Corti, R, et al. Coffee acutely increases sympathetic nerve activity and blood pressure independently of caffeine content. Circulation, Vol. 106, December 3, 2002, pp. 2935-40
Sondermeijer, HP, et al. Acute effects of caffeine on heart rate variability. American Journal of Cardiology, Vol. 90, October 15, 2002, pp. 906-07
Editor's comment: These recent findings confirm that consumption of coffee, even decaffeinated, is bad news for adrenergic afibbers and probably should be avoided by mixed afibbers. The situation is less clear when it comes to vagal afibbers. A cup of coffee (even decaffeinated?) with dinner may decrease vagal activity enough to prevent a postprandial episode; however, it is possible that there could be a rebound effect.

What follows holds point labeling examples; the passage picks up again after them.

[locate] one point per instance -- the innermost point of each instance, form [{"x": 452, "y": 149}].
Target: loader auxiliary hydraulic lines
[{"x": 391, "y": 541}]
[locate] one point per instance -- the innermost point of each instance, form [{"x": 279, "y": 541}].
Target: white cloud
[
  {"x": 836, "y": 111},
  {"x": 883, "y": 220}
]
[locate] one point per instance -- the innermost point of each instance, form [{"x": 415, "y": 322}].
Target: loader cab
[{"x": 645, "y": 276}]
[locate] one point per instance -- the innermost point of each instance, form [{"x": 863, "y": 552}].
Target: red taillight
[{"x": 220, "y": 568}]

ATLANTA, GEORGIA. Nitric oxide (NO) is generated by nitric oxide synthase (NOS), which is formed in the endothelium (lining of the heart muscle) during normal operation of the heart. NO is known to inhibit platelet activation and in general, prevent the formation of blood clots. It also inhibits the synthesis of plasminogen activator inhibitor-1 (PAI-1), a potent generator of blood clots. It is also well established that a prolonged atrial fibrillation episode increases the risk of an ischemic stroke (a stroke caused by a blood clot).
Researchers at Emory University School of Medicine recently decided to investigate if there is any association between atrial fibrillation and NO production. They put 7 pigs into atrial fibrillation and compared their NO production (in the left atrium) with that of pigs in normal sinus rhythm (NSR). They found that NO production in the left atrium of fibrillating pigs was 73% lower than in the pigs in NSR and that the level of PAI-1 was 1.8 times higher. Both these changes would markedly increase the risk of blood clotting and subsequent stroke. The researchers also noted that the abnormalities were not detectable until about 12 hours after the onset of the afib episode and increased progressively with the duration of the episode. They conclude that this may be the reason why the risk of stroke is low with afib episodes lasting less than 1 or 2 days.
In an accompanying editorial, researchers at the Krannert Institute of Cardiology point out several other important functions of NO production in the left atrium. Among them a reduction in sympathetic and an increase in parasympathetic activity and a reduction in calcium overload induced remodelling of the heart's electrical system.
Cai, H, et al. Downregulation of endocardial nitric oxide synthase expression and nitric oxide production in atrial fibrillation. Circulation, Vol. 106, November 26, 2002, pp. 2854-58
Rubart, M and Zipes, DP. NO hope for patients with atrial fibrillation. Circulation, Vol. 106, November 26, 2002, pp. 2764-66
Editor's comment: The finding that NO production helps prevent blood clotting and is decreased in the left atrium during fibrillation ties in with recent findings that aldosterone increases the level of superoxide, which in turn inhibits NO activity.